Friday’s Michigan Consumer Sentiment survey for August was very revealing in that consumer sentiment, expectations, and current conditions all fell to their lowest levels since the 2016 election. In the survey, trade tariffs were spontaneously mentioned by one in three consumers; the trade war and tariffs are getting into the consumer’s head.
Yesterday’s ISM manufacturing report also showed clear evidence of the impact of the trade war as the index fell into contraction territory for the first time since 2016 and has fallen for five straight months. The new order component fell to its lowest levels since 2012 and export orders fell to the worst levels since 2008. References to the trade war and tariffs were widespread throughout the report.
It does not take a genius to understand that the longer the trade war drags on, the greater impact it will have on our economy and the psyche of the American consumer. The drumbeat of negative economic news or declining stock market valuations could make a recession a self-fulfilling prophecy.
Last I checked, there is only one political party in China, and President Xi appears to have the full backing and endorsement of the Communist Party…they can afford to play the long game for now. Our political system is different and the U.S. President comes up for reelection next year. While the use of tariffs was well intentioned to correct China’s abusive trade practices, no President wants to run for reelection and face voters on the back of a weakening economy. Americans in 2020 might have to choose between the short term pain of tariffs and a slowing economy or playing the long game and correcting unfair and abusive trade practices by our trading partners.
HERE ARE THE KEY NEWS STORIES FROM OVERNIGHT:
Markets are in “risk-on” mode this morning with global equities, interest rates and commodity prices all moving higher. The U.S. dollar (DXY) is lower today with the British pound outperforming and investors deleveraging out of safe haven currencies.

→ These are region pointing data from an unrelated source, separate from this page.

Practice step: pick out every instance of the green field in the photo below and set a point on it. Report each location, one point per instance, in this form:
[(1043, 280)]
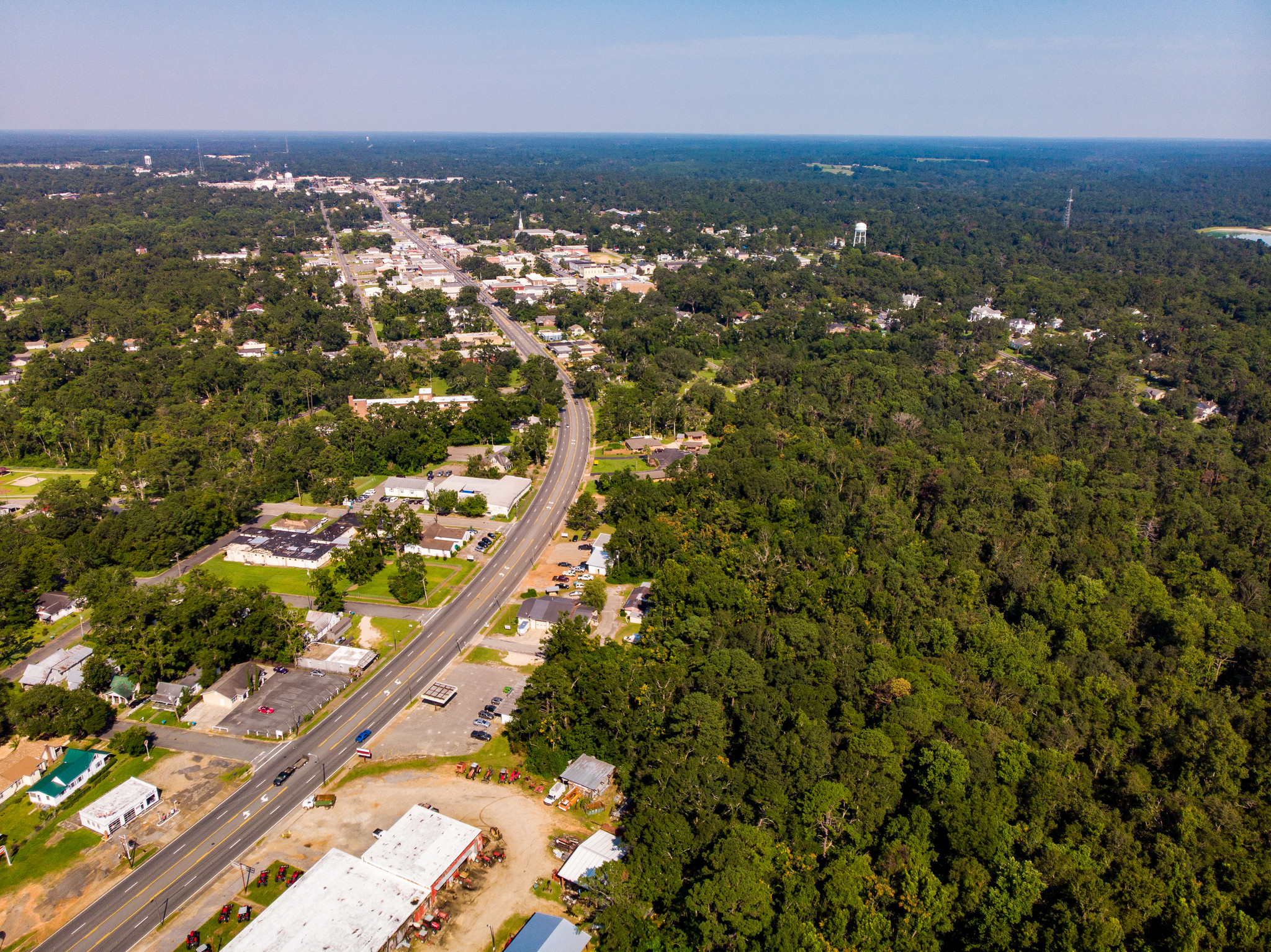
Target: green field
[(289, 581), (636, 464), (8, 488), (29, 832)]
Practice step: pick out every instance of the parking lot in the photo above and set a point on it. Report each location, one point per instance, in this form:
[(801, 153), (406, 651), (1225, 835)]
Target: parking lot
[(426, 729), (292, 696)]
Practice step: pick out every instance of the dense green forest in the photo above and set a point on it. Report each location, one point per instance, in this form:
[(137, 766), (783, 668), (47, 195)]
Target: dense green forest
[(947, 649)]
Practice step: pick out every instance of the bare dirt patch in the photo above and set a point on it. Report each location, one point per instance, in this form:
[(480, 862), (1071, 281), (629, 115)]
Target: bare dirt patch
[(190, 782)]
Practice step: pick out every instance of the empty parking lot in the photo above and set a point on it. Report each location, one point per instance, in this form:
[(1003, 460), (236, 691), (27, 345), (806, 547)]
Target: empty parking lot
[(292, 696)]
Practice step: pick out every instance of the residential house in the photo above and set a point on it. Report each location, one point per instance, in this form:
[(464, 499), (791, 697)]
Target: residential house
[(440, 542), (598, 562), (60, 668), (233, 686), (541, 614), (54, 606), (121, 691), (637, 603), (76, 768)]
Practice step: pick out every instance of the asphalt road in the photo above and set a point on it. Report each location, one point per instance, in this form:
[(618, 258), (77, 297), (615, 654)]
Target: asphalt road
[(139, 903)]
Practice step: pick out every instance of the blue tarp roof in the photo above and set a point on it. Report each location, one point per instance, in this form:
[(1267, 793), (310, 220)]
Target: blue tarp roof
[(548, 933)]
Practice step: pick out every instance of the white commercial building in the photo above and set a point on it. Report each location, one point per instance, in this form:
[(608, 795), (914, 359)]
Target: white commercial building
[(121, 806), (598, 562), (501, 495), (369, 904), (425, 848), (338, 904)]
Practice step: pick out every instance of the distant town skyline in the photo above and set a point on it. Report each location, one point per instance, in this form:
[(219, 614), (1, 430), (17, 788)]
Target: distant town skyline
[(914, 68)]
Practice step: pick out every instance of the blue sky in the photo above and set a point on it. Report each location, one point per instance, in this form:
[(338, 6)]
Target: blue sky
[(848, 68)]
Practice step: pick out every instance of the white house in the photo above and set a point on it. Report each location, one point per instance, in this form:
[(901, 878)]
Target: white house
[(598, 562), (121, 806), (76, 768)]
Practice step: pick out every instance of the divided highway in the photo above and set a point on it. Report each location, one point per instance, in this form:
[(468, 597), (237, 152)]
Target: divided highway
[(138, 904)]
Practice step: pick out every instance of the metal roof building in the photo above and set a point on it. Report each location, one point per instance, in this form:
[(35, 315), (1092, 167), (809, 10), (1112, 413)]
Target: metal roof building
[(339, 904), (594, 776), (591, 855), (548, 933), (425, 848)]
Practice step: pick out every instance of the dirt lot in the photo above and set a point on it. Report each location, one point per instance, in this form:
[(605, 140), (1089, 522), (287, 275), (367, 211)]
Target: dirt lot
[(426, 729), (362, 805), (190, 782)]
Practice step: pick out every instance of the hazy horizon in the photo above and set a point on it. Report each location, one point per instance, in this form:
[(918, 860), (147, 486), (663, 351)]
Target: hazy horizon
[(915, 69)]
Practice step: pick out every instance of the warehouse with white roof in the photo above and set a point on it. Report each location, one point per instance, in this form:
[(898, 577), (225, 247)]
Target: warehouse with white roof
[(369, 904)]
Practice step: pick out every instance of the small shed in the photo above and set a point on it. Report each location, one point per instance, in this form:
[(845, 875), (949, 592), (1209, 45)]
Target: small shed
[(589, 775)]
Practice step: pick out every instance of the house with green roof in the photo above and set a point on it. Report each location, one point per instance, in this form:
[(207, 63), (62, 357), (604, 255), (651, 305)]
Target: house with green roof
[(121, 692), (63, 781)]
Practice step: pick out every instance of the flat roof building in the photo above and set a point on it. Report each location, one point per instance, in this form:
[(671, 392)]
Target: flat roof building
[(425, 848), (120, 807), (341, 903)]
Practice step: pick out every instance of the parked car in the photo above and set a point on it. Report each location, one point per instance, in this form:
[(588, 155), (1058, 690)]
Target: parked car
[(557, 791)]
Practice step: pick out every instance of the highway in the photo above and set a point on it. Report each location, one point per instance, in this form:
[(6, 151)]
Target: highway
[(138, 904)]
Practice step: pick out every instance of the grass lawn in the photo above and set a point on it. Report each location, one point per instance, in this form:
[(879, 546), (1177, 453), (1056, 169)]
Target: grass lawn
[(505, 622), (217, 935), (38, 635), (634, 464), (490, 656), (289, 581), (29, 832), (378, 588), (149, 715), (8, 488)]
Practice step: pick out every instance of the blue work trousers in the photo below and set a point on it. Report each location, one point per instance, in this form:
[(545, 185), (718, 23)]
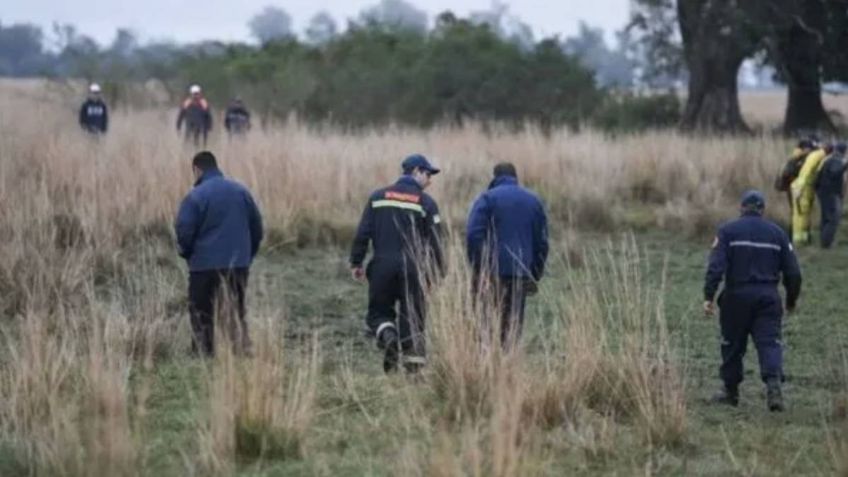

Developments in Hong Kong where Chief Executive Carrie Lam agreed to formally withdraw the extradition bill that was at the heart of the protests over the past weeks helped to initiate a global rally. Hong Kong stocks closed up by nearly 4%.
The other key development that is helping market sentiment is that defections within Boris Johnson’s Tory party and losing a key Parliamentary vote yesterday are reducing the prospects of a hard Brexit. Much uncertainty remains revolving Brexit and a firm end date with the added possibility of fresh elections being called in the U.K. For today, the British pound is the top performing major currency.
The U.S. trade deficit for July came in slightly better than expectations at $53.4 billion. The U.S. trade deficit with China narrowed as both imports and exports declined. China, the largest U.S. trading partner last year, has seen trading volumes with the U.S. decline as the trade war and tariffs take their toll on investment and supply chains. Mexico is now the number one trading partner for the U.S. followed closely by Canada.